The US and the EU have reached common ground on the former’s Inflation Reduction Act and the latter’s European Green Deal, Ursula von der Leyen has revealed.
In a speech made available on the EC’s website, the European Commission (EC) president lauds the fact that the “two biggest and most-advanced economies in the world are now moving in the same direction”, leading her to “welcome the Inflation Reduction Act for its massive investment in clean tech”.
Von der Leyen said the two sides had come to agreement on whether European carmakers would be allowed access to the US market and receive US tax breaks. She also said there had been discussion around critical raw materials for the batteries used in electric vehicles, and whether those of European origin would be treated in the same way as those emanating from the US. This, she said, would “secure strong supply chains for batteries in Europe and ensure access to the US market”.
“That is good news overall,” Von der Leyen continued. “But let me be clear: negotiations can only solve some of the most concerning issues. The big bulk of work still lies with us in Europe. We Europeans need to get better at nurturing our own clean-tech industry. We need to speed up, we need to simplify procedures, we need to grant better access to public and private finance.
‘The race is on’
“Global investment in the clean transition topped $1tn [€940bn] last year. That is 30% more than the year before. And if you look at the global market for net-zero technologies, it is set to triple by 2030. In other words: the race is on. The race on who is going to be dominant in this market in the future. We must get our act together if we want to stay front-runners. We must nurture our own clean-tech industrial base, both to create good jobs, well-paying jobs here in Europe and, of course, to ensure access to the clean solutions we so urgently need. And that is what the European Green Deal Industrial Plan is all about.”
The US’s Inflation Reduction Act of 2022 had provoked concern on the continent in recent months. Back in August, the head of global green energy company Fortescue Future Industries suggested it had the potential to cause Europe to miss its green targets. Speaking to the FT, Mark Hutchinson, the former head of GE Europe who is now running Fortescue, explained large-scale hydrogen projects on the continent could see the funds used to power them move to the US to take advantage of the tax credits offered under Biden’s new legislation.
‘Make it in America’ provisions
According to the White House’s own website: “For the first time ever, the Inflation Reduction Act establishes ‘Make it in America’ provisions for the use of American-made equipment for clean energy production. The law provides expanded clean energy tax credits for wind, solar, nuclear, clean hydrogen, clean fuels and carbon capture, including bonus credits for businesses that pay workers a prevailing wage and use registered apprenticeship programmes.”

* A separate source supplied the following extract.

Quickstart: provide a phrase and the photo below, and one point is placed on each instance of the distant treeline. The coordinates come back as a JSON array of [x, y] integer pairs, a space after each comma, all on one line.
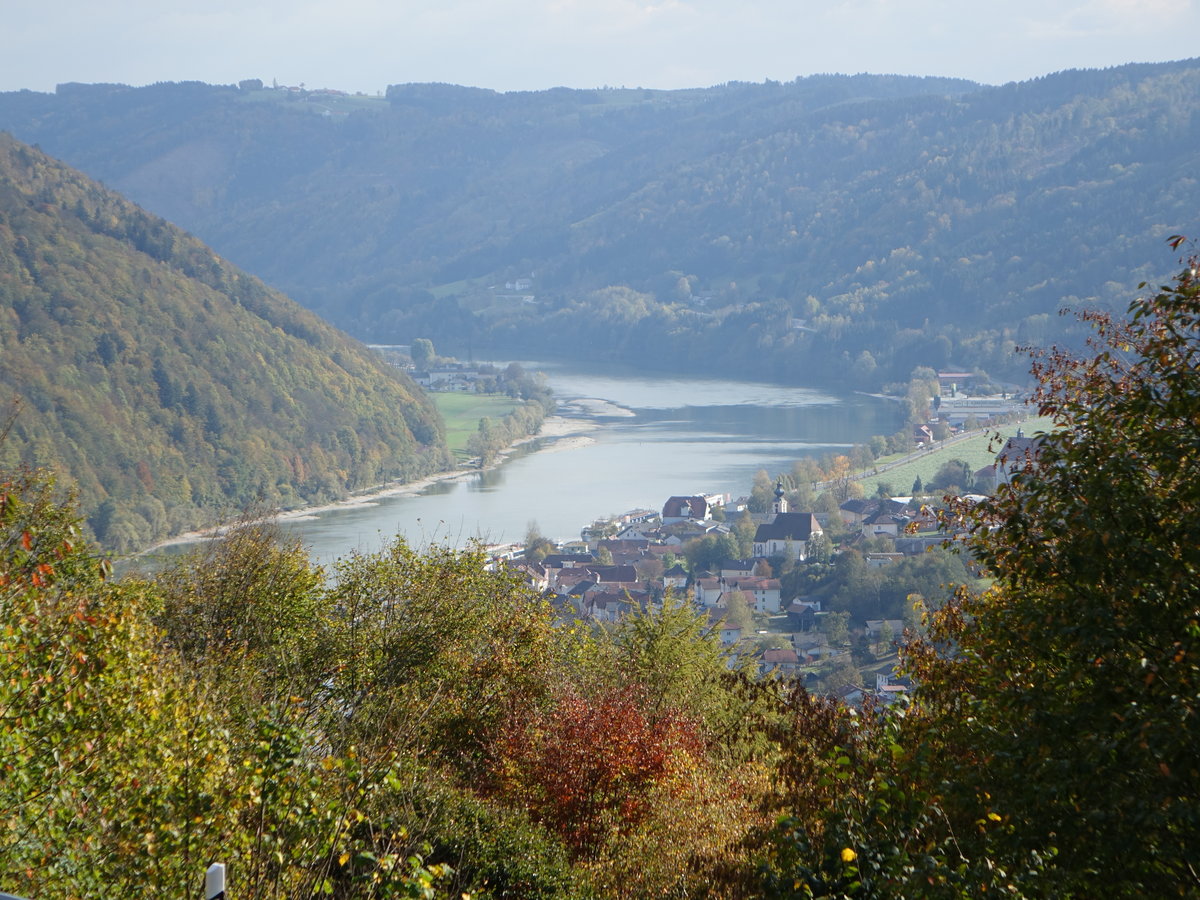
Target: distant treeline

And in November, Ignacio Galán, executive chair of Iberdola, predicted the US would become a more-attractive destination for clean energy investment as a result. Speaking to the FT, he said the act made the country a “very much more appealing” place in which to invest. Galán went on to criticise the EU’s proposed cap on electricity generation revenues and his home country’s potential windfall tax on big energy companies.
Elsewhere, the UK saw the collapse of Britishvolt in January when the firm went under, reportedly owing £160m to creditors. It has since been bought by Australian firm Recharge Industries.